For the fifth time, Don Mischer will be executive producing the Academy of Television Arts & Sciences’ Emmy Awards.
ATAS president Meryl Marshall called last year’s 50th annual Emmy show “a tremendous ratings success” and said she felt “confident that under Don’s guidance this year’s telecast will raise the bar yet again.”
The 1998 show garnered a 13.6 rating and 23 share.
Mischer said “while there’s a lot of mediocre work on television, on Emmy night you get to see the best of what’s on TV. And there’s a lot on TV that’s damn good.”

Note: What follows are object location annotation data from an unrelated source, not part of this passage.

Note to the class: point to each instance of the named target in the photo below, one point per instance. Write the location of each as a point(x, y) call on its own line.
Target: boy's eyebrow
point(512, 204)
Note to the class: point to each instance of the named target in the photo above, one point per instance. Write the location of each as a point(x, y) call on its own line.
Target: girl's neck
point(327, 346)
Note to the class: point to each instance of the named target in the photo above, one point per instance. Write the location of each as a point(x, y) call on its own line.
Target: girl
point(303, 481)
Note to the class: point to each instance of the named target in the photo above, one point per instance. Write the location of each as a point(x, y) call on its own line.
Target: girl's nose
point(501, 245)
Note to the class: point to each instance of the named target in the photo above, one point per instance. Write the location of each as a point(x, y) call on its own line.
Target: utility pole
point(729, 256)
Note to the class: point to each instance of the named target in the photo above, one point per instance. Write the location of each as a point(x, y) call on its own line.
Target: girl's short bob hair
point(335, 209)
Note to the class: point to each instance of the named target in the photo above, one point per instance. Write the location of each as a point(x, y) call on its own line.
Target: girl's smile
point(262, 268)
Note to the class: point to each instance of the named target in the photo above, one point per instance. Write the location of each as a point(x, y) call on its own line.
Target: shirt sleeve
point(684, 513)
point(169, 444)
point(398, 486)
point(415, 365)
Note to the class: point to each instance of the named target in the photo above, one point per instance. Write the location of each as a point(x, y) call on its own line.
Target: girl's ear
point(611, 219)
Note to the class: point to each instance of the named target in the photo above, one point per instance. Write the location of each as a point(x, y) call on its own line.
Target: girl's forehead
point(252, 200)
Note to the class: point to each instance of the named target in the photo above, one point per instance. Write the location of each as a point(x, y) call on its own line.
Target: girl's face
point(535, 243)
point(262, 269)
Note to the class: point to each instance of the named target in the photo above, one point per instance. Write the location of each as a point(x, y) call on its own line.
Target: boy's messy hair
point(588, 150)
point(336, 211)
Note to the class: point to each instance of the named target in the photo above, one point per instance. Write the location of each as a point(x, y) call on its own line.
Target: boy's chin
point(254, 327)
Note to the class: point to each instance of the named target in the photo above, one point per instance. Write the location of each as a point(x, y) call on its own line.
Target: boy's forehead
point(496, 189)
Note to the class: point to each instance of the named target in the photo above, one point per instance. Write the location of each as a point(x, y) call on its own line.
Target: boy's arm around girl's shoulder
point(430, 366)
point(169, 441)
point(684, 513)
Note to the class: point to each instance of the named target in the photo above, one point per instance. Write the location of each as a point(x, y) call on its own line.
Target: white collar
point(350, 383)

While last year’s 50th anniversary show ran four hours, this year’s show will return to the normal three. Mischer said 1999’s will be a more traditional Emmy show than in 1998.
In regards to nominations, Mischer predicts that “you’re probably going to see a lot of new faces” from first- and second-year shows that are drawing large audiences. “It’s going to be a new horse race,” he said.
Mischer’s credits include the opening and closing ceremonies of the 1996 Olympic Games in Atlanta, the event celebrating the 100th anniversary of Carnegie Hall, as well as producing the Tony Awards three times.
The 51st annual primetime Emmy Awards will be held Sept. 12 in Los Angeles at the Shrine Auditorium. The show will be broadcast on Fox.